Goats are an important economic resource in many developing countries around the globe, including China and India. However, despite their agricultural and biological importance, breeding and genetic studies of goats have been hindered by the lack of a high-quality reference genome sequence. The goat genome is the first high-quality reference genome for small ruminate animals and may help to advance the understanding of distinct ruminant genomic features from non-ruminant species.
Although generating draft assemblies from NGS is relatively easy, finishing a sequence to the chromosome level is still difficult and costly. The findings show that a single NGS platform, when combined with Whole Genome Mapping, can produce a finished assembly much faster and less expensively than other currently available mapping strategies such as bacterial artificial chromosome (BACs) or fluorescence in situ hybridization (FISH). This approach sets the gold standard in large genome de novo assembly, eliminating the need for genetic maps which can be very time consuming.
"By incorporating Whole Genome Mapping, we were able to overcome the limitations of NGS' short read scaffolds to produce long super-scaffolds and finish the assembly to the near chromosome level," said Wen Wang, Deputy Director, Kunming Institute of Zoology, Chinese Academy of Sciences and an author of the paper. "We could not have completed the project without OpGen's technology."
In the study, OpGen's ARGUS system produced 100,000 single molecule restriction maps in three hours. This resulted in 30 times the physical coverage of the goat genome. The company's Genome Builder™ software generated long super-scaffolds by combining single molecule map data with sequence scaffolds generated by NGS and subsequent assembly.
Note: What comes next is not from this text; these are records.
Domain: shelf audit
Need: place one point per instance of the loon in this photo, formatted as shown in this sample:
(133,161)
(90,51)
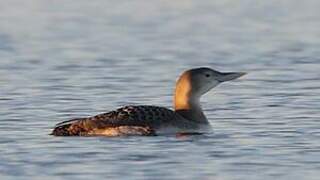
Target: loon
(187,115)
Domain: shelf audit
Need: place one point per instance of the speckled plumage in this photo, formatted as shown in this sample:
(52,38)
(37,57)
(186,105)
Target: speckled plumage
(147,117)
(149,120)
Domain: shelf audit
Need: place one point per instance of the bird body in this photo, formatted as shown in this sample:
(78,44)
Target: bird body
(152,120)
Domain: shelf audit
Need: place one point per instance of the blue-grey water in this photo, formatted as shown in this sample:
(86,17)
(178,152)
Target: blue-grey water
(65,59)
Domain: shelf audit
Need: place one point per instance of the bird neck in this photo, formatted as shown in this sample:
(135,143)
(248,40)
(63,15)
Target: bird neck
(187,102)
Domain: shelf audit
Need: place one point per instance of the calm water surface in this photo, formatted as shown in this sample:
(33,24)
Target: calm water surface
(67,59)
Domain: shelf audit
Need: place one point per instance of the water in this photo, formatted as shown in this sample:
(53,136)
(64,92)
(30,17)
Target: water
(66,59)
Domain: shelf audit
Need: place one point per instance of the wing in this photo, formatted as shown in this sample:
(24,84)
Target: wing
(141,120)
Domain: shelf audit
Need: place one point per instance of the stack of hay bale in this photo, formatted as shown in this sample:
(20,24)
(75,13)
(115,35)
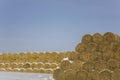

Specifically, the metric of assembly (N50) was improved eightfold by combining Whole Genome Mapping with NGS over NGS alone.
"While we continue to demonstrate the value of Whole Genome Mapping for assembly, quality control and validation of microbial genomes, we are pleased to expand its applications as a critical, complementary technology enabling investigators to provide complete and accurate long-range genomic information in complex, de novo projects," said Richard Moore, M.D., Ph.D., chief scientific officer of OpGen and an author of the paper. "This paper is the first of many we expect to be published over the next year which will validate OpGen's Whole Genome Mapping technology as a solution for the de novo assembly of the spectrum of genomes from microbes to mammals."